This repository contains a series of Python scripts for processing and geolocating the climate-related disaster events from EM-DAT for the period 1990-2023. It uses geographic data from GAUL administrative boundaries, and the GeoNames API.
This script identifies the EM-DAT events for which no GAUL id was provided that need to be geocoded using Geonames API.
Inputs: EM-DAT data file (public_emdat_1990_2023.xlsx) Outputs: Dataframe with events that need to be geocoded
This script is designed to geocode event locations using the GeoNames API. Running might take a long time (3 to 4 days) as we have around 10k names to geolocate, with limits on the usage per hour and day, in addition to potential interruptions if there are too many requests on the API. The code is adapted to continue from were the operation was interrupted.

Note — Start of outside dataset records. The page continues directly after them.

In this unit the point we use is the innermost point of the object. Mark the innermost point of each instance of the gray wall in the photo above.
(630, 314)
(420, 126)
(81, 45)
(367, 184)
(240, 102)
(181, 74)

The script was run on two iterations. The first one on the list of events identified in the first script. The second one is on the events that were not identified in the first iteration (around 900 locations), after manually correcting the locations names / iso codes.
Inputs: Dataframe with locations that need to be geocoded Outputs: Dataframe with geocoded locations: lat/lon and province names identified.
This script processes the locations geocoded with Geonames and identified latitudes and longitudes in each case with GAUL administrative regions at both levels (ADM1 and ADM2). We assign geocoding quality flags to the geocoded regions.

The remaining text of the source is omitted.